Police alleged that they were giving financial and other support
to the Oromo Liberation Front (OLF) which is fighting the
government in the Oromia region. The authorities now also blame
the OLF for bombings in Addis Ababa and Harar earlier this year
-- which the OLF has denied -- and have named three other men
detained in that connection, who are held
incommunicado without having been charged or taken to court.
Background
The Human Rights League was formed among the Oromo community in
Addis Ababa in December 1996. Its stated objectives are to
enlighten citizens on human rights, report on human rights
violations and provide legal aid to victims of human rights
violations.

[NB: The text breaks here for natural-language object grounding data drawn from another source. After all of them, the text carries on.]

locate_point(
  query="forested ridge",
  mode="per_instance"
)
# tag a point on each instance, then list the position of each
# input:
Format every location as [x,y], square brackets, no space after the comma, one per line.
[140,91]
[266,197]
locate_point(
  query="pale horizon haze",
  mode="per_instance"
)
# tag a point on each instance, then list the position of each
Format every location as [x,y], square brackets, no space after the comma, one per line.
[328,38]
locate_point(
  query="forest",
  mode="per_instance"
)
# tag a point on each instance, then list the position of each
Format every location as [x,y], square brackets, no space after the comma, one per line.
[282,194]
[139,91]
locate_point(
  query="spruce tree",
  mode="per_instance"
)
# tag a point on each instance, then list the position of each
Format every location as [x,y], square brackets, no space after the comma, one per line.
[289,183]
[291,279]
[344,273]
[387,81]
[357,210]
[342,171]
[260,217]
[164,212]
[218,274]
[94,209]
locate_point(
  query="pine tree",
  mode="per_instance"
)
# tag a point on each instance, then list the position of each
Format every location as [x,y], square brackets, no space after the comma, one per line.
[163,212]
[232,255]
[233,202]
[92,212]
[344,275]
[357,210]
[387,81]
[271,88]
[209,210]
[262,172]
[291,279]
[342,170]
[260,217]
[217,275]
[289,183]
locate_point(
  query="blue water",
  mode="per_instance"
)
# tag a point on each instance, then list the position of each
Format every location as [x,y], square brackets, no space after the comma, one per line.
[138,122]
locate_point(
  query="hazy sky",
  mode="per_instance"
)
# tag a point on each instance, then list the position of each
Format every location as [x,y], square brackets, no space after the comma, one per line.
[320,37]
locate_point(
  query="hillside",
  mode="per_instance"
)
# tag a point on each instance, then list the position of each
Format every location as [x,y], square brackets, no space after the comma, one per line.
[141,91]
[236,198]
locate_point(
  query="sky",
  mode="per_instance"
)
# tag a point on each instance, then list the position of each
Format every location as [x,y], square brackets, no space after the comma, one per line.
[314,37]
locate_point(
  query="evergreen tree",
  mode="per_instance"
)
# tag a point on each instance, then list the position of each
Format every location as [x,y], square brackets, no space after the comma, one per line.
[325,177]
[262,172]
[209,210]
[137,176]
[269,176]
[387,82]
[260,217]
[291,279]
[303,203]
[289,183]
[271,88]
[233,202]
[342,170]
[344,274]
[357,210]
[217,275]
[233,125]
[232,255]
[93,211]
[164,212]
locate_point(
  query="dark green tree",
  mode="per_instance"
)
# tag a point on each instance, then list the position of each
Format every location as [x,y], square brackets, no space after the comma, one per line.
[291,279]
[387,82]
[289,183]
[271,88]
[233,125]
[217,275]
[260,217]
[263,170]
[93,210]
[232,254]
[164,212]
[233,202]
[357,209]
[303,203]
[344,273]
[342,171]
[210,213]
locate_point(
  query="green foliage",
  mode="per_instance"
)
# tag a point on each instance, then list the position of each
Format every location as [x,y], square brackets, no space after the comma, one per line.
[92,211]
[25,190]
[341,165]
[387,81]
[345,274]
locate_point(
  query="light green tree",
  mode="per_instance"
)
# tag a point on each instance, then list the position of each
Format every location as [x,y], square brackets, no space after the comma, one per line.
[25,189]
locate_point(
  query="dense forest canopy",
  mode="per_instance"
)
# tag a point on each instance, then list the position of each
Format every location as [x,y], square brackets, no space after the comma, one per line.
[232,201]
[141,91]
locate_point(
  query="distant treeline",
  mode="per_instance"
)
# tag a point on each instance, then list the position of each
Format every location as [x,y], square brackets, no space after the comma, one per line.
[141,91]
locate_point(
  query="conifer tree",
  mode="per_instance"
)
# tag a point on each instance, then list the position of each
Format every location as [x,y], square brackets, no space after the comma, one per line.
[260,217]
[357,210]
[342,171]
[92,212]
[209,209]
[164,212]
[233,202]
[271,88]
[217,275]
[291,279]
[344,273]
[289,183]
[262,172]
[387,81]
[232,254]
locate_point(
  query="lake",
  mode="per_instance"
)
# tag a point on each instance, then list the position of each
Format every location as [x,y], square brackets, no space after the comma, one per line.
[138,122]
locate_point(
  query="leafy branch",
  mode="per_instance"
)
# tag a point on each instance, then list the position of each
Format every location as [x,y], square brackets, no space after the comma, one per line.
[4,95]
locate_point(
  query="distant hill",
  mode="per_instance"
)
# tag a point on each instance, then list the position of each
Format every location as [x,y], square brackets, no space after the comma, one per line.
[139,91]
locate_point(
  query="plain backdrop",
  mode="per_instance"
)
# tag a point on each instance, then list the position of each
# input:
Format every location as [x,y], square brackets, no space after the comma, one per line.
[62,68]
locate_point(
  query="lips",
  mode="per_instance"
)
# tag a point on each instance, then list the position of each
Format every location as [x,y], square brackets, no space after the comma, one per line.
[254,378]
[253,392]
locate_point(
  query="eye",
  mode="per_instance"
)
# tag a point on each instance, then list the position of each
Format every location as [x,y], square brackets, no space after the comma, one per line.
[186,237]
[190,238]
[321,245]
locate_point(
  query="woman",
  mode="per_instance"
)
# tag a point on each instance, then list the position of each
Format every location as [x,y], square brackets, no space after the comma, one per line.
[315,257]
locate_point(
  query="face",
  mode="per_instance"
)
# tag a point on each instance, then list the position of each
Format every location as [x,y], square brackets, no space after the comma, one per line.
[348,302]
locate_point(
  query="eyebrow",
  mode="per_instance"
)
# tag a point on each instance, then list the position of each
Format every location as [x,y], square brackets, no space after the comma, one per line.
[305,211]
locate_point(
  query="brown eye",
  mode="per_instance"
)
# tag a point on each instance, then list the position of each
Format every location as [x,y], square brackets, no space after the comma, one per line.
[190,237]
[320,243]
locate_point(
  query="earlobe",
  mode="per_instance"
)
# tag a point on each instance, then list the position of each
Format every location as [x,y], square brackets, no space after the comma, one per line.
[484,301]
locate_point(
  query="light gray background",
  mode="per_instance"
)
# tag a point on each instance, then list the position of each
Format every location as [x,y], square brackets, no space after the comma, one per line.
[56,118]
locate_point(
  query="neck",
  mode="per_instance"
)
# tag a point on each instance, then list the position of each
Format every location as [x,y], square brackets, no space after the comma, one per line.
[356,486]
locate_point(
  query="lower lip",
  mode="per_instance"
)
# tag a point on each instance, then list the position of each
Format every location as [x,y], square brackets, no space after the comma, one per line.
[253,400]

It has applied for official registration and was
about to hold a workshop in Addis Ababa on human rights standard
when these arrests took place.
The Oromo Relief Association, whose funders include Christian
Aid, Norwegian People's Aid, Comic Relief and formerly the
European Commission, has gone to court to challenge its closure
by the government and the seizure of all its assets. The Mecha
Tulema Association, founded in the 1960s, is an
officially-recognized Oromo welfare association.
Amnesty International's appeals are part of its campaigning
against widespread human rights violations in Ethiopia, which
include large-scale arbitrary detentions, scores of
"disappearances", torture and extrajudicial executions,
especially against civilians in the areas of armed conflict.